Colorectal cancer is most common in older adults; the average age at the time of diagnosis is 72. Colon cancer in teenagers or young adults is unusual. Rates are equal for men and women. African Americans appear to have higher rates of colon cancer than members of other racial groups in the United States, but the reasons are unclear. The lifetime risk of developing colon cancer in the United States is about 7 percent. Researchers at the National Cancer Institute have identified several factors that increase a person's risk of colon cancer:
The trigger of most cases of colorectal cancer is the change in normally benign intestinal polyps to cancerous tumors. There are several various types of intestinal polyps, but only two carry a risk of developing into cancers. These two kinds can be removed during screening tests for colorectal cancer. The triggers that trigger some polyps to become cancerous aren't completely understood. In addition to changes in bowel habits, abdominal cramping, and signs of intestinal blockage, patients with colorectal cancer may have the following symptoms:
Doctors might use a number of methods to screen for colorectal cancer. The simplest are a digital rectal examination (DRE) and a fecal occult blood test (FOBT). In a DRE, the physician inserts a gloved finger into the lower component of the rectum to feel for tumors. The FOBT requires the patient to take a kit house from the doctor's office and collect a stool sample, which is then returned to the physician or a laboratory to be tested for occult (hidden) blood. Patients must steer clear of eating rare meat and other foods that can affect the test outcomes before using the kit. Other tests that may be utilized to diagnose colorectal cancer include:
The first step in treating colorectal cancer is known as staging.

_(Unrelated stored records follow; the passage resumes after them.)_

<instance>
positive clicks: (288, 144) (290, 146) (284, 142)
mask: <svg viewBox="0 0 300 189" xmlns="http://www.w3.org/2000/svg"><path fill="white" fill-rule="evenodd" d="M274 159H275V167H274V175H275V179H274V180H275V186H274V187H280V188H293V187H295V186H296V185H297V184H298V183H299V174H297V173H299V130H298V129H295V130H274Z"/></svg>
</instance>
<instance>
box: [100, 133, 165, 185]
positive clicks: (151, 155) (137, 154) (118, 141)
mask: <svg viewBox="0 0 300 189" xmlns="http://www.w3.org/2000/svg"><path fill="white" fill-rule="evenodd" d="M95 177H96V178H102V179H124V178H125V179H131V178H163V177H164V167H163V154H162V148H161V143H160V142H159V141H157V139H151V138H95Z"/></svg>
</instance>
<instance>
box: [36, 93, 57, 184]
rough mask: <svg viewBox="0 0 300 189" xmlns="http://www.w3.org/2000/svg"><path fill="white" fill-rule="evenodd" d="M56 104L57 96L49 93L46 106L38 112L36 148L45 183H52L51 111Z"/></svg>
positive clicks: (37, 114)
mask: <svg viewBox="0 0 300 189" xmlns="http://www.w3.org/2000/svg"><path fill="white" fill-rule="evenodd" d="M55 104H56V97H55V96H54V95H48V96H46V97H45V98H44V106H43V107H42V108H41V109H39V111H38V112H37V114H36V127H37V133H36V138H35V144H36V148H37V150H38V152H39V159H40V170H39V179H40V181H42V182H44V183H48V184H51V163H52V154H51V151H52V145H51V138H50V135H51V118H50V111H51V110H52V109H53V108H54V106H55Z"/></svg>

Staging describes the location of the cancer, its size, how far it has penetrated into healthy tissue, and whether it has spread to other parts of the body. Colorectal cancers are classified into five stages:
In spite of progress in early identification and treatment of colorectal cancer, it remains the third leading trigger of death from cancer in the United States. Prognosis for recovery depends on the stage at which the disease is detected and treated. If it doesn't reappear (recur) within five years, it's considered cured. Stage I, II, and III colorectal cancers are considered potentially curable, but most doctors do not consider Stage IV cancer to be curable.
According to the NCI, 93 percent of colon cancer patients and 93 percent of rectal cancer patients who had been diagnosed with Stage I cancer are still alive five years after diagnosis, but only 39 percent of colorectal cancers are detected at this early stage. The five-year survival rate drops to 8 percent for those diagnosed with Stage IV cancer.
Screening tests for colon cancer in adults over age 50 are good preventive measures. The death rate for colon cancer has dropped since 1990, in component simply because of increased awareness and screening by colonoscopy. Colon cancer can nearly always be caught in its earliest and most curable stages by colonoscopy.
People who have either of the two genes for early colorectal cancer, which could be identified by genetic testing, ought to have colonoscopies during their late teens and have their colons removed when they are in their 20s to prevent getting colorectal cancer. Even though further research is needed to find out how large a role diet plays in the development of colorectal cancer, individuals ought to consider lowering the quantity of fat and increasing the amount of fiber in their diets to lower their risk of this kind of cancer.
It's likely that the survival rate for patients with colorectal cancer will continue to rise over the next few decades. The introduction of more effective screening techniques, the development of new drugs to treat cancer, and further advances in surgical technique ought to all be beneficial.